Notice that \(10000!\) can be rewritten as
$$ 1\times 2\times 3\times 4\times\dots\times 10000=e^{\ln 1+\ln 2+\ln 3+\ln 4+\dots+\ln 10000}\\ $$
However it is difficult to evaluate the exact sum of the logarithms, but we can use an integral to approximate the sum, this is because the integral is close to the sum of individual strips (if each strip has width 1).

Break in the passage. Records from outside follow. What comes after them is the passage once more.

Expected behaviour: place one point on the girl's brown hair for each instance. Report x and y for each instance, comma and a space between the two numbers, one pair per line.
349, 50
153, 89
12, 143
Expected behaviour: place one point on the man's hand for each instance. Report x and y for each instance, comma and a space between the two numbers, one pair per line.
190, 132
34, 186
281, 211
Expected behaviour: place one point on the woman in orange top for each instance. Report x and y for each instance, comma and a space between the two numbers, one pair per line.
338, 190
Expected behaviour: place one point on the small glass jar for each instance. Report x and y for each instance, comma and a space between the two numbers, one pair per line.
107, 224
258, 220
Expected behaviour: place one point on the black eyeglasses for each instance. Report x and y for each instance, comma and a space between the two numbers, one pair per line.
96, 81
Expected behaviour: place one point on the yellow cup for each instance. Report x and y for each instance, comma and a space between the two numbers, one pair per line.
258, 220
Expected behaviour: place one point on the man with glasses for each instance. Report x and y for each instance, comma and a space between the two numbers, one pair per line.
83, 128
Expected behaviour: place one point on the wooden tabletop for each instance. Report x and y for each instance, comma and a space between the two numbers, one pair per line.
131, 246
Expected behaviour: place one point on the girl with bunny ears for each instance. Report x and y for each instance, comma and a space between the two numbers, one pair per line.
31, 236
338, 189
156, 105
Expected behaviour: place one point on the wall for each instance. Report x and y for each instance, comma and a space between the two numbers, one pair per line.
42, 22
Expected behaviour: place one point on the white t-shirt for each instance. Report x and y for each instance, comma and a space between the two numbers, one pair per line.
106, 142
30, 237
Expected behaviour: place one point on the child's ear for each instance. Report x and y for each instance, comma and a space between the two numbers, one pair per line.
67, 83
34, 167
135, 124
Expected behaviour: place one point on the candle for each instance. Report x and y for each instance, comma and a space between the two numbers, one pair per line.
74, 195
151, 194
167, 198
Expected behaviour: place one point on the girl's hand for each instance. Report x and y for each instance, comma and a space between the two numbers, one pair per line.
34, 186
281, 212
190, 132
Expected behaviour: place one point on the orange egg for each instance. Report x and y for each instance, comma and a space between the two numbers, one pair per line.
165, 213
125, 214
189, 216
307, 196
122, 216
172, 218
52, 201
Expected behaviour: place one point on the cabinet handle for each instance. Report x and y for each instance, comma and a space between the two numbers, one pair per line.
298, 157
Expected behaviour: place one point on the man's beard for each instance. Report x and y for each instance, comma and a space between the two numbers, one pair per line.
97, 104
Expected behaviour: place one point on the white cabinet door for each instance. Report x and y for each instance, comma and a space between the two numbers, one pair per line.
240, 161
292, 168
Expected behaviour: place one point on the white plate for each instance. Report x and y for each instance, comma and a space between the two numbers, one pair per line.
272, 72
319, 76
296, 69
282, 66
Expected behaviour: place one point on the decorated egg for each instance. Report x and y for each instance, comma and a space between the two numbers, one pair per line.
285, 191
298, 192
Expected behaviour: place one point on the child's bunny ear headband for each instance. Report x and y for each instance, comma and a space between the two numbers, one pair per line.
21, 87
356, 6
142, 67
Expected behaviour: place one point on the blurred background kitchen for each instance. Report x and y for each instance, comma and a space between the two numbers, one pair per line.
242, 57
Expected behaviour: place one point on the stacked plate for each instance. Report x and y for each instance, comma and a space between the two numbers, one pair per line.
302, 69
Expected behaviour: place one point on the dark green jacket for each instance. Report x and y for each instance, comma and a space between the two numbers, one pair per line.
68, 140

$$\ln 1+\ln 2+\ln 3+\ln 4+\dots+\ln 10000\approx\int^{10000}_{1}\ln xdx$$
With this, our approximation for \(10000!\) is \(3.1\times 10^{35657}\), whereas the true value is \(2.8\times 10^{35679}\).
Consider when using the same method for approximating \(2!\)

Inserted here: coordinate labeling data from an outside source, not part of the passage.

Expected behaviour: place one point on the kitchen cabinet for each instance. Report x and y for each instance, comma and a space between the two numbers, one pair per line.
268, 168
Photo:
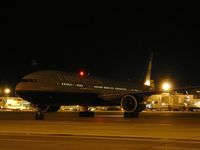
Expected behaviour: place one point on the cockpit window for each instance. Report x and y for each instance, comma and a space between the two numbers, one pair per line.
29, 80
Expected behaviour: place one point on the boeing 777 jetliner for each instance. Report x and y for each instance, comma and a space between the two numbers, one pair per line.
50, 89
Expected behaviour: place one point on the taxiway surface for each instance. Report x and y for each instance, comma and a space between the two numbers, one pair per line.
153, 130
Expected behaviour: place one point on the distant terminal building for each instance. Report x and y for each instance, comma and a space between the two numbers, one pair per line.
176, 102
14, 103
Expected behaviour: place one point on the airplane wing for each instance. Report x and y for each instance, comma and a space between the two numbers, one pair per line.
112, 96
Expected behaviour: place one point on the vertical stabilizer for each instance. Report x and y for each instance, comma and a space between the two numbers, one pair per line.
148, 82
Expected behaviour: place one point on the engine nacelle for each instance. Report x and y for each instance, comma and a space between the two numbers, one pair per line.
48, 108
129, 103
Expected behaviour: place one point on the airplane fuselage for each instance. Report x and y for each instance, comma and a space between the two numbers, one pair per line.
59, 88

$$ \begin{align*} 2!&\approx e^{\int^2_1\ln xdx}\\ &\approx(1.0\times1.1\times\dots\times 2.0)^\frac{1}{10} \end{align*} $$
\(2!\) is two numbers multipied together, but in our approximation, we are multiplying from \(1.0\) to \(2.0\), there is only 1 number worth of multiplication between the bounds. We can get a better approximation with a continuity correction, by extending both bounds by \(0.5\).
$$ \begin{align*} 2!&\approx e^{\int^{2.5}_{0.5}\ln xdx}\\ 10000!&\approx e^{\int^{10000.5}_{0.5}\ln xdx} \end{align*} $$
Given \(\int\ln xdx=x\ln x-x\)
$$ \begin{align*} \int^{10000.5}_{0.5}{\ln xdx}&=(10000.5\ln 10000.5-10000.5)-(0.5\ln 0.5-0.5)\\ &=10000.5\ln 10000.5-0.5\ln 0.5-10000 \end{align*} $$
So \(10000!\) approximates to
$$e^{10000.5\ln 10000.5-0.5\ln 0.5-10000}$$
We can verify our approximation differ from the true value only by 7%, a better approximation can be obtained using more complex approximations.